Ruleck, de ses yeux d'aiglynx, aperçoit un panneau.

— Bi... ta... goun... gou. On est à Bitagoungou ! Et s'ils ont assez pour louer un permis d'emplacement pannelique, ils doivent avoir un propulseur sous le coude !

Elle s'élance, rapide comme le vent en poupe, atteint la première bicoque en moins de temps qu'il n'en faut pour dire... beaucoup moins de temps, en effet ; et toque à la porte d'entrée.

Une vieille dame, l'air bourrue, maugrée dans un français haché et compressé :

— S'c'est pou'l calendrier pastaf'rite, j'd'jà donné. Et s'c'est p'parler d'vot' scèneuse et fauveuse Jess Curry, v'pouvez causer à Binette.
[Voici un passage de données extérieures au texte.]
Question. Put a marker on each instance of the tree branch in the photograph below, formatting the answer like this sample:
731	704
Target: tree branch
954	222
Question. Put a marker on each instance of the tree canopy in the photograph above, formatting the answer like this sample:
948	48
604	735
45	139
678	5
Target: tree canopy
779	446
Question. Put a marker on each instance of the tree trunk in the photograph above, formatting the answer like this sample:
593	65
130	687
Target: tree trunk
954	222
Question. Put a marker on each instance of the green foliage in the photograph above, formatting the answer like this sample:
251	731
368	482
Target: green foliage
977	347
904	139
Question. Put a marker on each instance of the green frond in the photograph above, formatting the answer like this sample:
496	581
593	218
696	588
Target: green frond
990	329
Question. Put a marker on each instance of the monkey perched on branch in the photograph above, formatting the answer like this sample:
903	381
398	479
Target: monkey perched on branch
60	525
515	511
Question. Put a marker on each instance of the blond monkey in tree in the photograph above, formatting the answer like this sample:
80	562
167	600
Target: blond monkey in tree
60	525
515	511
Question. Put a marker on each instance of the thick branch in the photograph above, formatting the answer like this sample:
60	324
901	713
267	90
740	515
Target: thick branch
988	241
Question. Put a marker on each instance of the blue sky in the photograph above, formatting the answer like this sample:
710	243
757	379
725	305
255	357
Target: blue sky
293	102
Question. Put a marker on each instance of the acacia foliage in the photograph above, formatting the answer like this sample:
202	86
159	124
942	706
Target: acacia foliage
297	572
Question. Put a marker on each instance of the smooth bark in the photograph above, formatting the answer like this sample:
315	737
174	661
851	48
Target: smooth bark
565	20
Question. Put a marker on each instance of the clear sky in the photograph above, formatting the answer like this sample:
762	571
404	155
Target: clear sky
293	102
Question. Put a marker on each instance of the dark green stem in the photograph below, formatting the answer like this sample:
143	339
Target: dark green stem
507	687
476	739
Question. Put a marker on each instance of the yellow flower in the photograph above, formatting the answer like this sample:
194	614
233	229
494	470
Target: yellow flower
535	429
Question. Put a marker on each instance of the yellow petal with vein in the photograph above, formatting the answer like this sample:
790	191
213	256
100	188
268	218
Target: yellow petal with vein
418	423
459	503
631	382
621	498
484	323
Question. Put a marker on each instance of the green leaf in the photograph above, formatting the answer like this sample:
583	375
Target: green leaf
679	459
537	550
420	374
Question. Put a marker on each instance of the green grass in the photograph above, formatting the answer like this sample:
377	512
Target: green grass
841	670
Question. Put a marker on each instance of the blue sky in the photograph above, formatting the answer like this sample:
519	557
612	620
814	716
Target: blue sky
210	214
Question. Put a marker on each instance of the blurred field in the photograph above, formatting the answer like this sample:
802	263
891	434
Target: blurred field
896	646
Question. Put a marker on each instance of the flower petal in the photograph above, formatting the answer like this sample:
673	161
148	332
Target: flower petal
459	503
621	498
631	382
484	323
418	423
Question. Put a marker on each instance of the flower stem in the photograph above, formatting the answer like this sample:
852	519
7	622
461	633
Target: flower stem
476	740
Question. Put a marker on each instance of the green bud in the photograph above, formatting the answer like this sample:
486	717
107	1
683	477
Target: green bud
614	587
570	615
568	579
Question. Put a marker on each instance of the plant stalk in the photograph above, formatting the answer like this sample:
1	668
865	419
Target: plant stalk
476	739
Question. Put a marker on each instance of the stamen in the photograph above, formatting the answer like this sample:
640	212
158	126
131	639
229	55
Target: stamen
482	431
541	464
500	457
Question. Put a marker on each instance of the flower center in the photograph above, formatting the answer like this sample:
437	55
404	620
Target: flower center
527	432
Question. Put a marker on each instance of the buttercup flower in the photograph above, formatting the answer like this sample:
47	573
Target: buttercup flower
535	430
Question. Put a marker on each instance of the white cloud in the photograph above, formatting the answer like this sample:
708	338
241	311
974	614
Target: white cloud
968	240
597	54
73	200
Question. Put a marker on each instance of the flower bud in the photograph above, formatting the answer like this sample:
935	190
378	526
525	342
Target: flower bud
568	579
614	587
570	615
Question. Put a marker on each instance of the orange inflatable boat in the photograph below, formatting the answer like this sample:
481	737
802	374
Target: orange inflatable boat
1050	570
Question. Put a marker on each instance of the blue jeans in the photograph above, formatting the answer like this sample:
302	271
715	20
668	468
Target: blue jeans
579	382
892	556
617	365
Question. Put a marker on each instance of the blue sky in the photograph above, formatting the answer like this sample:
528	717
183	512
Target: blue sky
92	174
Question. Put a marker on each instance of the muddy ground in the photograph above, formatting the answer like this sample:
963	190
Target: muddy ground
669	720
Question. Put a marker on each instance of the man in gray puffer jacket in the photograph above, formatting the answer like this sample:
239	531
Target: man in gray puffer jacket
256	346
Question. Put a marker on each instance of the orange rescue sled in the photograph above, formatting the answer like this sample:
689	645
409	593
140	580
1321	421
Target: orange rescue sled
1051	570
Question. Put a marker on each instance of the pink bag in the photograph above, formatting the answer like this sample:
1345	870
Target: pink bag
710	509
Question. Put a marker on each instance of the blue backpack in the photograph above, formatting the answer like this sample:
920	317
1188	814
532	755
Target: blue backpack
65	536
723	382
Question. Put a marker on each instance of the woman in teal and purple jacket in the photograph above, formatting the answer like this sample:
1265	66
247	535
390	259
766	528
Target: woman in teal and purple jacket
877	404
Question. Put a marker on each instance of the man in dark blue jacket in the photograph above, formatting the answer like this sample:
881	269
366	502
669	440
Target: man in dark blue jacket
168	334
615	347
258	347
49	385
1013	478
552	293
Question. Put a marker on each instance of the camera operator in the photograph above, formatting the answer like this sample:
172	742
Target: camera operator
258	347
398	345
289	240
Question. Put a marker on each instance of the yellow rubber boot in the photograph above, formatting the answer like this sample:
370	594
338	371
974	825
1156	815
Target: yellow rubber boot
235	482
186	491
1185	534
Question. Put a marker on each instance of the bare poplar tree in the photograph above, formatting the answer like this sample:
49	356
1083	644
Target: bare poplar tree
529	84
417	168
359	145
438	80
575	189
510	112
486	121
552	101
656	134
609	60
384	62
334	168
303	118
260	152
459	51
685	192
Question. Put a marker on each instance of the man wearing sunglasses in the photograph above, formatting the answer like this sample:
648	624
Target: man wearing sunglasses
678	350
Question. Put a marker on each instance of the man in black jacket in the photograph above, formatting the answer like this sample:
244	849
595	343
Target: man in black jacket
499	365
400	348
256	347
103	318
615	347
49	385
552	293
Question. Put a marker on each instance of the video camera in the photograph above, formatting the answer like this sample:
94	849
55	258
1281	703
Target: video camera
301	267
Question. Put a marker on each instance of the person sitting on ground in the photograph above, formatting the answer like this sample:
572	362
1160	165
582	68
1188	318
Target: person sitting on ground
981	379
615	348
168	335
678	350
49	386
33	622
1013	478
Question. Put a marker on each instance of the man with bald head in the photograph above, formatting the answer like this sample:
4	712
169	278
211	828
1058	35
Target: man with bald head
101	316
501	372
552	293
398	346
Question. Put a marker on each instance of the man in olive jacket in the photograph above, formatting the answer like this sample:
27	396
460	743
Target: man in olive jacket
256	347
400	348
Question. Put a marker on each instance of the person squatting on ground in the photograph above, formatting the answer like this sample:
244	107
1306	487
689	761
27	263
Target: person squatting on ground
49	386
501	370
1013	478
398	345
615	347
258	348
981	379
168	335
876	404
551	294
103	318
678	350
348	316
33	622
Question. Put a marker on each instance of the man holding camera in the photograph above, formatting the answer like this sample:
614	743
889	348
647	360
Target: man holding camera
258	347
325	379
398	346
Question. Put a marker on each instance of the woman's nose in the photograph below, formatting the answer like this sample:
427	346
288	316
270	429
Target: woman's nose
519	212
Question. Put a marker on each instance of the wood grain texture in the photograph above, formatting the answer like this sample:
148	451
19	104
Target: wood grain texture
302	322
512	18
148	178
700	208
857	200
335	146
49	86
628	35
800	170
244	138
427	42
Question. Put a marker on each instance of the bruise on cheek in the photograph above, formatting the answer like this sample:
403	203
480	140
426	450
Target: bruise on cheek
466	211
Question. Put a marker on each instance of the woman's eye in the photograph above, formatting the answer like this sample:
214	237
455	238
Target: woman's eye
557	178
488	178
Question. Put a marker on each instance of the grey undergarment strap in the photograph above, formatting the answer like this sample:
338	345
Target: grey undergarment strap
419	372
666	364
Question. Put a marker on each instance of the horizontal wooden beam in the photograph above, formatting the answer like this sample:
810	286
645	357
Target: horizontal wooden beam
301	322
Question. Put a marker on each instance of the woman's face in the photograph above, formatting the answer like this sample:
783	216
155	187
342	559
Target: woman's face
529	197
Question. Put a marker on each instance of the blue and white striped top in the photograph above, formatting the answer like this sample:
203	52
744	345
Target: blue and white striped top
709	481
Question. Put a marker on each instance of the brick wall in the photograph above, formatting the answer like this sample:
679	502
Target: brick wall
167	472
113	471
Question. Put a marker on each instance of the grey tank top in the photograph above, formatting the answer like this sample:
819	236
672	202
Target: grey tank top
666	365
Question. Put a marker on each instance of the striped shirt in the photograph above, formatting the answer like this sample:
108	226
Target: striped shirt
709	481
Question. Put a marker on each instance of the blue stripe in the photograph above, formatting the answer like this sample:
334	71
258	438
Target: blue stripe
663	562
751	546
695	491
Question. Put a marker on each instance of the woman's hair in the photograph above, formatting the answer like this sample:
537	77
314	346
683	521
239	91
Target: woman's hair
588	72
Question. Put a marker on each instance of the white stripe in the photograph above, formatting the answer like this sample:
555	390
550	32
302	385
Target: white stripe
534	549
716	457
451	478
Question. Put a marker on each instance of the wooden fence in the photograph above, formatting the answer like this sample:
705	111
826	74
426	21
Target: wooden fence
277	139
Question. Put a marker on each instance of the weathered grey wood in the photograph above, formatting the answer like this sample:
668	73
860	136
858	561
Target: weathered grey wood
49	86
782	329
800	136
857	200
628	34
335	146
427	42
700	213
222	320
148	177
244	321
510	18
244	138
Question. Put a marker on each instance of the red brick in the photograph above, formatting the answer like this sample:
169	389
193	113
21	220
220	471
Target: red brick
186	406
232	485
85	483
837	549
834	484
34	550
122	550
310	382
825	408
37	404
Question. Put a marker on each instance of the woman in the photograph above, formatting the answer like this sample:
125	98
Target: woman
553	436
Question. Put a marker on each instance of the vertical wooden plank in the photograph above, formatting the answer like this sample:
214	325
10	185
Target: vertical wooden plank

Un geste en direction de Binette révèle son identité d'AK-40.7 lourdement customisée, à munitions sub-ioniques, lunette UV, IR et vision nocturne flashy, silencieux à 99,99% de sourdine, et joli revêtement bleu pastel.

Ruleck dessine un mouvement de recul compréhensif mais, plutôt que de rassurer l'autochtone, s'en remet à Milo.

— Elle dit quoi, la grand-mère ?

— Hein ?

— C'est toi l'omniglotte. Ou alors tu sais plus faire ça non plus ?

— Euh... Je sais que c'est un peu condensé, mais cette dame parle français, quand même... non ?

— C'est quoi le « feulancé » ?

Le regard de Milo accroche celui de Ruleck, puis de Spara, puis de la mémé armée, puis ses pieds ; puis re-la-mémé-armée, re-Ruleck et re-Spara sous le vol paresseux d'une mouche tsé-tsé intriguée.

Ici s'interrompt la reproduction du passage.